Reason, but its very chaos-ending powers, by its abstraction and contextualization—in other words, but its very ability to allow opposites to coexist peacefully—keeps us ever apart. Reason tells us a thing is never just itself, but rather exists in a context. Reason tells us that principles are higher than our love, that ideas must be more important than people in order to save people from themselves. It lets us love with a small love, a love influenced by reason that is a pale shadow. We love never the things themselves purely, but also what they mean.

Reason implies that if we come together without third-party mediation, we will destroy each other. If I don’t want chaos, I will meet you only on reason’s property. Yes, that’s a threat.

Can we say we’re together at all? My mind says our love is a good love. Is it so lacking in reality that my mind controls it? My mind cannot even control a brick wall. Is there no love undying? Perhaps only G-d’s, and He Himself is only real as mind, as real as the way things fit together!

The kind is something else. Call it faith. For love to survive, justice must tame it. But for justice to live, faith must direct it.

For the rules not to chafe, for abstractions not to hurt, for principle to be more than a forfeiture of self, we must rediscover a higher love. Not the love of emotions, not the actualization of a relation to an object, but a love rooted in self-definition. Emotive love says, “I love you.” Faith love does not speak, for speech is the sound of communication, and we only must communicate if we are not one. Emotive love is the search for you as me. Reason says the search for you cannot be everything, must ever be a mere action, a mere part of me.
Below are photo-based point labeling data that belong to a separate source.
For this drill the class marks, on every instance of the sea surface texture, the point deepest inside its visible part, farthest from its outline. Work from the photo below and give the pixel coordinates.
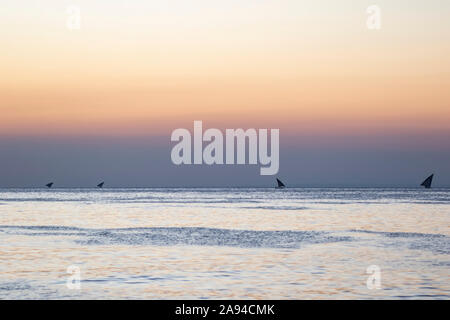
(224, 243)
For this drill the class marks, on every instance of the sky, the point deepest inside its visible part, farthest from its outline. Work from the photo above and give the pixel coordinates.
(355, 107)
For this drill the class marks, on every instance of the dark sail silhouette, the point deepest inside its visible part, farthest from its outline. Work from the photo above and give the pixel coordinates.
(427, 182)
(280, 184)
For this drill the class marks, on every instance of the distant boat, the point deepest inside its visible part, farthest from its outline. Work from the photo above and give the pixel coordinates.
(427, 182)
(281, 185)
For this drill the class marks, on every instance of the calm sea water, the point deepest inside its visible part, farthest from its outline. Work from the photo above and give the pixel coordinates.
(224, 243)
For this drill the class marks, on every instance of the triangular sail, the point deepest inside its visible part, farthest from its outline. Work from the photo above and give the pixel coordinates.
(280, 184)
(427, 182)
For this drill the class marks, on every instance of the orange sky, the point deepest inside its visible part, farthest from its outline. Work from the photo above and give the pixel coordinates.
(150, 68)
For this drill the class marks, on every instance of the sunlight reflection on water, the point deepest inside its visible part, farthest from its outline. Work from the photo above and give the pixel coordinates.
(224, 243)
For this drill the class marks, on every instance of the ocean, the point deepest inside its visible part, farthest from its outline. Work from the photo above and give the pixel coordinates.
(225, 243)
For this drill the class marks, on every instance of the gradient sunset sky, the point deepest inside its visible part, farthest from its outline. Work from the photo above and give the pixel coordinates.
(355, 107)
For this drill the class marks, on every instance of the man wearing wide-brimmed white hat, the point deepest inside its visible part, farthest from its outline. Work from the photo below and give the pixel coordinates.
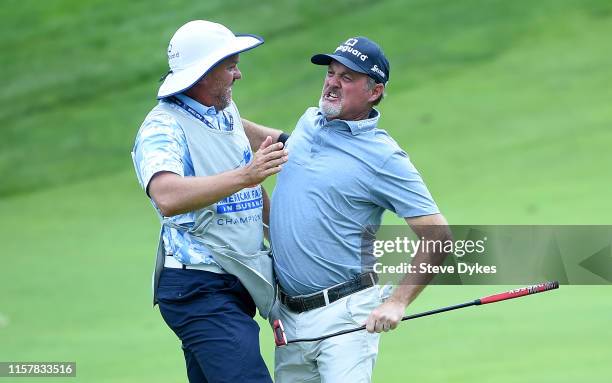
(196, 164)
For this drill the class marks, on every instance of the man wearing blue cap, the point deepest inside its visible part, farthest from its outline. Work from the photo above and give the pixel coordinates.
(193, 159)
(343, 173)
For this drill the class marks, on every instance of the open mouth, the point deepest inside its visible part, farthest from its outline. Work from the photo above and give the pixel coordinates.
(331, 96)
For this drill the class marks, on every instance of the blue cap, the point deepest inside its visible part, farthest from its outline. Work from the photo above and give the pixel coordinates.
(361, 55)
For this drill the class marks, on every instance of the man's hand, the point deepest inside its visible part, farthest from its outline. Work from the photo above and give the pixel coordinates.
(267, 161)
(386, 316)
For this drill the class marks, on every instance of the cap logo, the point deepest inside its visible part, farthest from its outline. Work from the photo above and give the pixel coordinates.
(349, 49)
(351, 42)
(172, 55)
(376, 69)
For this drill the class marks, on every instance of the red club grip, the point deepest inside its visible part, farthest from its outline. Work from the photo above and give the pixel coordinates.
(520, 292)
(279, 333)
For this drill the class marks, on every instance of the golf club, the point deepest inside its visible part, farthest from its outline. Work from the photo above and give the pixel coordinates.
(281, 340)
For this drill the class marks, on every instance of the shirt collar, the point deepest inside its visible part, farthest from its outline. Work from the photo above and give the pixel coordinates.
(356, 127)
(200, 108)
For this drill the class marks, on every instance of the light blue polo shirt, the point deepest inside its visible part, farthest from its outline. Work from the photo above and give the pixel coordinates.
(340, 178)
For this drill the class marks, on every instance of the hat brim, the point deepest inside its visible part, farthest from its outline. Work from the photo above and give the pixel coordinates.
(178, 82)
(325, 59)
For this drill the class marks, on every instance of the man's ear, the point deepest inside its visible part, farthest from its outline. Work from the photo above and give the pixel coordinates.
(377, 91)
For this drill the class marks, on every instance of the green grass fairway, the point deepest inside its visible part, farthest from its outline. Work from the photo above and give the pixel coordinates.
(503, 106)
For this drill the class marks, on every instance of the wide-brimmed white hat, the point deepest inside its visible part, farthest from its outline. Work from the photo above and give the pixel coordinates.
(195, 48)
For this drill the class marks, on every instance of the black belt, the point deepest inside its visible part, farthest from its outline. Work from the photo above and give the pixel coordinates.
(322, 298)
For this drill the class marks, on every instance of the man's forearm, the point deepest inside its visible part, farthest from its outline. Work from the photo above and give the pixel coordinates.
(411, 285)
(257, 133)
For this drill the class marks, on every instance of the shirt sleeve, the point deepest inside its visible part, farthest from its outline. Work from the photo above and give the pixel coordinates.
(399, 187)
(160, 146)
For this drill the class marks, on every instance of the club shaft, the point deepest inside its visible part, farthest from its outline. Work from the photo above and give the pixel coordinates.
(407, 317)
(490, 299)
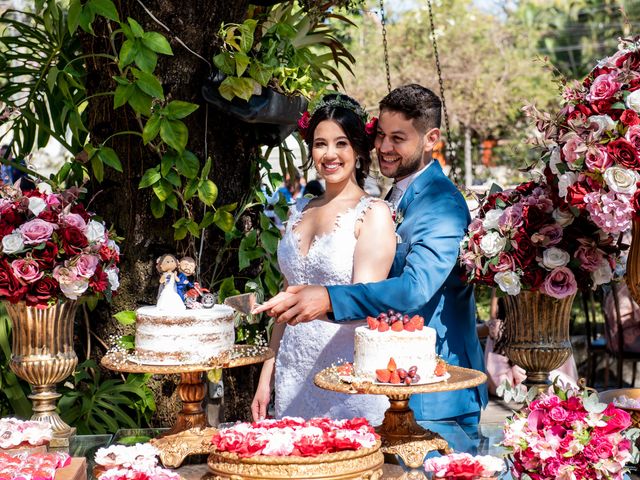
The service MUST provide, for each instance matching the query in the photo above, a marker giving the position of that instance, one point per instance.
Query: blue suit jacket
(425, 280)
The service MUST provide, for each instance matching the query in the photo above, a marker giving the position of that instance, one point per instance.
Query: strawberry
(396, 326)
(383, 375)
(391, 366)
(394, 378)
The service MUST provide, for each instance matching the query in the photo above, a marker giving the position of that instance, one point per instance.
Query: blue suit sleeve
(437, 228)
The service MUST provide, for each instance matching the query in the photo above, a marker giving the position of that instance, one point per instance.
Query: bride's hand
(260, 402)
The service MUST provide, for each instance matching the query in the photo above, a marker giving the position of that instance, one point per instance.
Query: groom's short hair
(418, 103)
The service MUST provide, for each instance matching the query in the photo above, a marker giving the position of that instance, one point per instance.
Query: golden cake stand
(192, 387)
(401, 434)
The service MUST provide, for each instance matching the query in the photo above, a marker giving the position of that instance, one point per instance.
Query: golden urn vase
(537, 334)
(633, 263)
(42, 354)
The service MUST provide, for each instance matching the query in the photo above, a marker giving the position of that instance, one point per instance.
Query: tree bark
(228, 142)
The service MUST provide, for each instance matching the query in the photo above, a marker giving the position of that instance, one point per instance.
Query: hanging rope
(384, 45)
(444, 104)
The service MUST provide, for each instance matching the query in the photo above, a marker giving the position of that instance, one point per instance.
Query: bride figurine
(168, 298)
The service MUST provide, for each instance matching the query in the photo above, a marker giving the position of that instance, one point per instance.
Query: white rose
(563, 218)
(621, 180)
(37, 205)
(604, 123)
(633, 101)
(555, 257)
(490, 221)
(12, 243)
(95, 232)
(565, 181)
(603, 274)
(554, 160)
(492, 244)
(508, 282)
(112, 276)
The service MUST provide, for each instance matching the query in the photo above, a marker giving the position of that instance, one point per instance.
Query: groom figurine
(432, 217)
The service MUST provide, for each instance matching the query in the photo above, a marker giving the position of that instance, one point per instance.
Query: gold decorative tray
(363, 464)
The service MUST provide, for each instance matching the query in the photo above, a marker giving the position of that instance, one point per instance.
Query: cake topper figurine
(168, 298)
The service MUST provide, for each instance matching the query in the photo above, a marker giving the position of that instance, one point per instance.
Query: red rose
(624, 153)
(73, 240)
(10, 286)
(42, 290)
(46, 257)
(629, 117)
(99, 282)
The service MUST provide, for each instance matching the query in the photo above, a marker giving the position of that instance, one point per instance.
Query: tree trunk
(468, 164)
(228, 142)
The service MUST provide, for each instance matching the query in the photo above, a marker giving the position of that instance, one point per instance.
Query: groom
(425, 277)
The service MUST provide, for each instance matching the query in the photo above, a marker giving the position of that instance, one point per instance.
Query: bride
(341, 237)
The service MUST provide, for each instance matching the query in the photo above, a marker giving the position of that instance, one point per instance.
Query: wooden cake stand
(192, 387)
(401, 434)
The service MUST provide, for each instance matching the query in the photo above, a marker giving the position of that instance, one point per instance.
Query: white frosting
(192, 336)
(373, 349)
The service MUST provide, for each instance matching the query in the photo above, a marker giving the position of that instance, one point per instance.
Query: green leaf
(242, 61)
(122, 95)
(178, 109)
(174, 133)
(157, 42)
(188, 164)
(207, 192)
(150, 177)
(126, 317)
(157, 207)
(224, 62)
(106, 8)
(223, 220)
(136, 29)
(151, 128)
(140, 101)
(148, 83)
(110, 157)
(162, 189)
(98, 168)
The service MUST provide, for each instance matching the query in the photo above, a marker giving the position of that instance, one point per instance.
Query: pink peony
(560, 283)
(36, 231)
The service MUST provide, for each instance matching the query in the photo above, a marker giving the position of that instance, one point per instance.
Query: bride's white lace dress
(308, 348)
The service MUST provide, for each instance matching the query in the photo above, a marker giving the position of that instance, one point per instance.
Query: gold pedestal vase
(633, 263)
(43, 355)
(537, 334)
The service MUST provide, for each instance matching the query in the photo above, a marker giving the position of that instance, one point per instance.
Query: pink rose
(604, 87)
(597, 158)
(75, 220)
(560, 283)
(86, 265)
(36, 231)
(589, 257)
(26, 271)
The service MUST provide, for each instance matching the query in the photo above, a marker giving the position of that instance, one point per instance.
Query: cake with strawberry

Faith says that the search for you is a search for me, when we remember we have never been apart.

Faith says that just as we are one with our own principles, we are one with our Creator and each other.

Faith says we reason not because we have to but because we can, because it is how we draw our self-contained love into canvasses of other.

Faith says chaos, in its basic motions, in people moving apart and coming together because of their fixed structures, captures a deep truth of us. Chaos is faith in the negative polarity. If we wish to fix it, we control it with reason, and then control reason. The opposite of hate is truth, but not intellectual truth. The opposite of hate is love-truth and being-truth.

By faith, reason’s context is given context. The “it depends” is told it depends. We are not defined by strictures or relationships; they are defined by us, in our very being.

And it is at this point when we reach faith, on the lip of this greatest and most profound freedom, that G-d tells us what we can do for Him.